# Normalization/Scaling of Competition Scores

bigredhockey
Hi,

I was put in charge of coming up with a normalization/scaling scheme for a competition in which competitors are scored 0-100 by 6 judges and then the high and the low are dropped before the cumulative score is calculated. In past years we have found scores from judge to judge are not consistent on an average and range basis and thus the request to implement some sort of normalization.

My first instinct was to go with a straight normalization to z-scores and then re-scale those to an arbitrary mean and standard deviation. A colleague of mine suggested the following equation:

[("normalized score") = (raw - low)/(high - low) * X ] where X is the arbitrary top score (i.e. top score is converted to 100 if X=100) and the lowest raw score would convert to 0.

I'm struggling with determining which would be the better way to go about this as well as explaining one vs the other to the executive board of the competition.

Do you guys have insight as to the differences/pros/cons to each method?

bigredhockey

Hey bigredhockey and welcome to the forums.
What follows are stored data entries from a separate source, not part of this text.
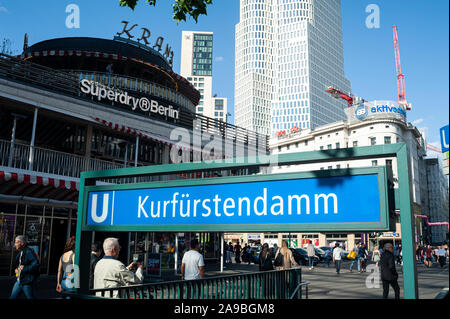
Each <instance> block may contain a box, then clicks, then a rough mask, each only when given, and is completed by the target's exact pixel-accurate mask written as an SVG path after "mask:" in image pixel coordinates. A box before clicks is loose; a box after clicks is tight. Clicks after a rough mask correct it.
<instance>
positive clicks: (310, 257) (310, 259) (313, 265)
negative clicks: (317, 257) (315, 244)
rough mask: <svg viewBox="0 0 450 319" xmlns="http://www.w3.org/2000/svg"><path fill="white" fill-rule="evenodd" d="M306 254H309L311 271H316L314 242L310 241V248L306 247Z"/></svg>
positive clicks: (309, 258)
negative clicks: (314, 258)
mask: <svg viewBox="0 0 450 319" xmlns="http://www.w3.org/2000/svg"><path fill="white" fill-rule="evenodd" d="M306 252H307V253H308V260H309V269H310V270H311V269H314V256H315V255H316V250H315V249H314V245H313V243H312V241H311V240H310V241H309V244H308V247H306Z"/></svg>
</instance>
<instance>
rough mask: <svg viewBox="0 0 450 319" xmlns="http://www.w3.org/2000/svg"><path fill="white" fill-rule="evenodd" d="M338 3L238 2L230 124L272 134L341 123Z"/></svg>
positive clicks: (319, 2) (297, 1)
mask: <svg viewBox="0 0 450 319" xmlns="http://www.w3.org/2000/svg"><path fill="white" fill-rule="evenodd" d="M340 11H341V6H340V0H241V1H240V22H239V23H238V24H237V25H236V71H235V72H236V76H235V117H236V123H235V124H236V125H238V126H242V127H246V128H248V129H251V130H255V131H258V132H260V133H264V134H271V135H272V136H273V135H274V134H275V132H277V131H281V130H288V131H289V130H291V129H293V128H295V127H298V128H299V129H300V130H302V129H314V128H315V127H317V126H319V125H323V124H327V123H331V122H335V121H338V120H343V119H345V114H344V108H345V107H346V106H347V104H346V103H345V102H344V101H341V100H337V99H333V98H331V97H330V96H329V95H328V93H326V92H325V89H326V88H327V87H329V86H332V87H335V88H337V89H339V90H341V91H343V92H350V90H351V89H350V82H349V81H348V80H347V79H346V78H345V76H344V57H343V45H342V24H341V13H340Z"/></svg>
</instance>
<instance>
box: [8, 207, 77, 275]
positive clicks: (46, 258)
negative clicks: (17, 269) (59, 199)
mask: <svg viewBox="0 0 450 319" xmlns="http://www.w3.org/2000/svg"><path fill="white" fill-rule="evenodd" d="M75 211H76V209H75V208H73V207H54V206H46V205H39V204H34V203H26V202H24V203H22V202H18V203H5V202H0V276H12V275H13V274H14V267H15V266H16V260H15V258H16V255H17V251H16V250H15V248H14V239H15V237H16V236H19V235H25V237H26V238H27V241H28V246H29V247H30V248H32V249H34V251H35V252H36V254H37V255H38V256H39V261H40V264H41V267H40V271H41V274H55V273H56V271H57V268H58V262H59V258H60V256H61V255H62V253H63V250H64V245H65V243H66V241H67V239H68V238H70V236H72V235H75V229H76V217H75V216H74V215H75ZM72 214H73V215H72Z"/></svg>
You can use a re-scaled normal distribution, but you have to be aware that the normal distribution covers the whole real line and not just a fixed interval.
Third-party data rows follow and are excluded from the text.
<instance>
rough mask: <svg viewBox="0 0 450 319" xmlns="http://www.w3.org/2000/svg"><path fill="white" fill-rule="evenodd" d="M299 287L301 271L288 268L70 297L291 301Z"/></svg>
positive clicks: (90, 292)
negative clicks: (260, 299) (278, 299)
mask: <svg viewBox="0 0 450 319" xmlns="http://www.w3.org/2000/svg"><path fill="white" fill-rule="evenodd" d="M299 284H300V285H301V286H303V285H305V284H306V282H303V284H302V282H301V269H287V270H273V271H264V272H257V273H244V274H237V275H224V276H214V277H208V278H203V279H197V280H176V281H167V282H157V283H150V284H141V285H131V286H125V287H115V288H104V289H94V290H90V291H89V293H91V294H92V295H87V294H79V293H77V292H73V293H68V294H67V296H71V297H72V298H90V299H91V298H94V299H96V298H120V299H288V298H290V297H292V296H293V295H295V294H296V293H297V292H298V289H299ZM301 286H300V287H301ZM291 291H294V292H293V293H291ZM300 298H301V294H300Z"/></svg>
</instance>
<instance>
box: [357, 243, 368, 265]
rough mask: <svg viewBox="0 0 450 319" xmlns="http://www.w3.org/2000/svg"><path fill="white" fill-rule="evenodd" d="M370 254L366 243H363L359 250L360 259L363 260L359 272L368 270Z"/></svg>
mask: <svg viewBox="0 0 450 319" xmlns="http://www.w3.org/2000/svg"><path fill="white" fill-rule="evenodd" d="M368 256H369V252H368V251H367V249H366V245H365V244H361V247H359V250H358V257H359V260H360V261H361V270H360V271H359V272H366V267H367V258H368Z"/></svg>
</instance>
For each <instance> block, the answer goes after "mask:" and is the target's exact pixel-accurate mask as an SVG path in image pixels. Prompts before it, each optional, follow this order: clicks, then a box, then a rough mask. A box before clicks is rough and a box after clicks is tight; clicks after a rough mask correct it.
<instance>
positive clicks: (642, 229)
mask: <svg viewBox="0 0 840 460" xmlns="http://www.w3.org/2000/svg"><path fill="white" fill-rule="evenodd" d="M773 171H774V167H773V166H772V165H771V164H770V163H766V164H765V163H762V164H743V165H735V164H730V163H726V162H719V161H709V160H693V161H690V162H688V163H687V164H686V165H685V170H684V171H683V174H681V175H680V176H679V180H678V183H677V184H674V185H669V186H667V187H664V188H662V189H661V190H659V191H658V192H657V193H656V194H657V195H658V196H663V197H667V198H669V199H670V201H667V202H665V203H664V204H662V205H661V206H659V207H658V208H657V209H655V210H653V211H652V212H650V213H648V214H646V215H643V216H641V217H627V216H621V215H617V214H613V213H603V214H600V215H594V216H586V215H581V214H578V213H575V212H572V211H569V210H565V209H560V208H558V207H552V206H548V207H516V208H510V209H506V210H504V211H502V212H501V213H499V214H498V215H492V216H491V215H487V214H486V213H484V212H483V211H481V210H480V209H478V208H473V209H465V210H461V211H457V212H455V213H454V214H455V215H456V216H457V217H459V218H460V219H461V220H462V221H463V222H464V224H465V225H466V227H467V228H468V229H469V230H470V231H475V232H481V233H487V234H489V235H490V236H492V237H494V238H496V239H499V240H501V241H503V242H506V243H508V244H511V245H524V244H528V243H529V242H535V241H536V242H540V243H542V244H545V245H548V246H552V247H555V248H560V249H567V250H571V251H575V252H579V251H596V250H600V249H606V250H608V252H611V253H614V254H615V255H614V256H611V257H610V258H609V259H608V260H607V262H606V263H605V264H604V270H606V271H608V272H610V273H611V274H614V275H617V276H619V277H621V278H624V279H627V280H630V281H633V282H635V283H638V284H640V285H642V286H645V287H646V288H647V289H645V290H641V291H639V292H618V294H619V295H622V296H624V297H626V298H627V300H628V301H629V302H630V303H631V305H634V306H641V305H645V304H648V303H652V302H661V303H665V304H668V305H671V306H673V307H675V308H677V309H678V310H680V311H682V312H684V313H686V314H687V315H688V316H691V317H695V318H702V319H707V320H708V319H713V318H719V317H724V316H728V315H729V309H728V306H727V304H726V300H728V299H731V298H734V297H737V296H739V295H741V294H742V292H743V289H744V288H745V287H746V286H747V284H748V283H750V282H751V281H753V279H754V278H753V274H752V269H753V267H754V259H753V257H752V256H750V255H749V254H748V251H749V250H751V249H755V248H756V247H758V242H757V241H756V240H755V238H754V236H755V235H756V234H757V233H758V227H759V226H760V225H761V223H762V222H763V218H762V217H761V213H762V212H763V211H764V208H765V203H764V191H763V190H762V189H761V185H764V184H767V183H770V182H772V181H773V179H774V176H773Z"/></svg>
So what you will want to do is treat say a 95% interval or a 99% interval as corresponding to 100% interval. So you will use a distribution that has a higher peak than what even the normal re-scaled distribution is.

So as an example lets say your re-scaled distribution is a standard normal. Let's say your new 100% interval will correspond to a 95% interval that is roughly [-1.96,1.96].

Then your new PDF will be the f(x)*(1/0.95) = f(x)/0.95 where f(x) is the PDF for the standard normal.

In terms of your normalization scheme I assume you want your normalized score to be between 0 and 100 with the cumulative scores when you throw out the high and the low ones.

The best question I think to answer your own question is are you doing this chucking out process per player and then calculate a score on a per player basis or are you chucking out on the high and low scores for all players that have been given from all judges?

If you do the latter then you can do the kind of thing you are suggesting with the addition of my little hint above if you are using a standard normal distribution (or some other continuous distribution across the real line).

This is a very good and simple approach, but it does not take into account the nature of the scores that are thrown out based on what they are (the range and distribution), who threw them out (i.e. the judges, their history, and so on) and also any other biases inherent in the scoring process (bias for high score or bias against).

If you for example get a judge that rarely gives anyone, no matter how good they are a good score, then it's a lot better to look at the judge rather than the numbers themselves.

Similarly if the distribution of high or low scores has a tight standard deviation for scores over a long enough period of time and then you get someone that has an extremely high or extremely low score, then that should be questioned.

Also in regard to the above, you want to know how many people are doing this (i.e. giving extremely high or low scores).

Finally you have bias: it may be substantiated or un-substantiated. You could have a poor performer and the scores are all miserably low. Maybe you have this case with the exception of 1 which gives an extremely high score. In this situation the high score might be justified and the low ones not or the reverse (where the high one is really going to make you scratch your head).

You also have to look for subtle biases like who is performing, where they come from and so on: these do really strange things to judgement and they can be detected statistically.

In short, the point I'm getting at is to look what whatever kind of bias you think is important for normalization. You have suggested chucking out the extremes, and I have given a few extra ideas for where bias can come in and how it can be analyzed and detected in a statistical context (i.e. under uncertainty).